A resposta de Donald Trump à pandemia de coronavírus, que ele uma vez descartou como uma farsa, foi ferozmente criticada em casa por ser terrivelmente inadequada a ponto de irresponsabilidade.
No entanto, também graças em grande parte a Trump, um desastre paralelo está ocorrendo em todo o mundo: a ruína da reputação da América como líder e parceiro internacional seguro, confiável e competente.
Chame isso de trunfo duplo de Trump. Diplomaticamente falando, os EUA apoiam a vida.
“A resposta egocêntrica, aleatória e surda do governo Trump [ao Covid-19] acabará custando aos americanos trilhões de dólares e milhares de mortes evitáveis”, escreveu Stephen Walt, professor de relações internacionais em Harvard.
“Mas esse não é o único dano que os Estados Unidos sofrerão. Longe de ‘tornar os Estados Unidos ótimos novamente’ , essa falha épica de política manchará ainda mais sua reputação como um país que sabe como fazer as coisas com eficiência. ”
Essa mudança adversa pode ser permanente, alertou Walt . Desde que assumiu o cargo em 2017, Trump insultou os amigos dos Estados Unidos, minou alianças multilaterais e escolheu o confronto sobre a cooperação. Sanções, embargos e boicotes destinados à China, Irã e Europa têm sido globalmente divisores.
Na maioria das vezes, líderes estrangeiros frequentemente criticados, como a alemã Angela Merkel , ouviram educadamente, dando a outra face no interesse de preservar o relacionamento mais amplo.
Mas a ineptidão e a desonestidade de Trump em lidar com a pandemia, que deixou observadores estrangeiros e americanos ofegando em descrença , estão se mostrando uma ponte longe demais.
O comportamento errático, tolerado no passado, agora é visto como completamente perigoso. Há muito tempo ficou claro, pelo menos para muitos na Europa, que Trump não era confiável. Agora ele é visto como uma ameaça. Não se trata apenas de liderança fracassada. Trata-se de ações abertamente hostis e imprudentes.
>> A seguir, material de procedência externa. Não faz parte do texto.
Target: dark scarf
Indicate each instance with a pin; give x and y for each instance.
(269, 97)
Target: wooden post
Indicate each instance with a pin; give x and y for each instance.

A reação furiosa na Alemanha depois de 200.000 máscaras de proteção destinadas a Berlim desapareceu misteriosamente na Tailândia e supostamente foram redirecionadas para os EUA. Não há prova sólida de que Trump tenha aprovado o assalto. Mas é o tipo de coisa que ele faria – ou assim as pessoas acreditam.
“Consideramos isso um ato de pirataria moderna. Não é assim que se trata os parceiros transatlânticos. Mesmo em tempos de crise global, não devemos recorrer às táticas do oeste selvagem ”, disse Andreas Geisel, um dos principais políticos de Berlim. Significativamente, Merkel se recusou a dar a Trump o benefício da dúvida.
Os europeus já estavam indignados com os esforços relatados por Trump para adquirir direitos de monopólio de uma vacina contra o coronavírus em desenvolvimento na Alemanha. Este último exemplo de interesse nacionalista aumentou a raiva em toda a UE pela proibição de viagens de Trump , imposta no mês passado sem consulta ou justificativa científica.
Os danos à reputação dos EUA não se limitam à Europa. Havia consternação entre os países do G7 de que uma declaração conjunta sobre o combate à pandemia não pôde ser acordada porque Trump insistiu em chamá-lo de ” vírus Wuhan ” – sua maneira grosseira de atribuir a única culpa à China.
As ações internacionais também foram prejudicadas no Conselho de Segurança da ONU por objeções dos EUA sobre terminologia.
Trump ignorou apelos apaixonados para criar uma força-tarefa ou coalizão global Covid-19 . Ele parece alheio à catástrofe que afeta milhões de pessoas no mundo em desenvolvimento.
“A batalha de Trump contra o multilateralismo fez com que até formatos como o G7 não estivessem mais funcionando”, comentou Christoph Schult em Der Spiegel . “Parece que o coronavírus está destruindo os últimos vestígios de uma ordem mundial”.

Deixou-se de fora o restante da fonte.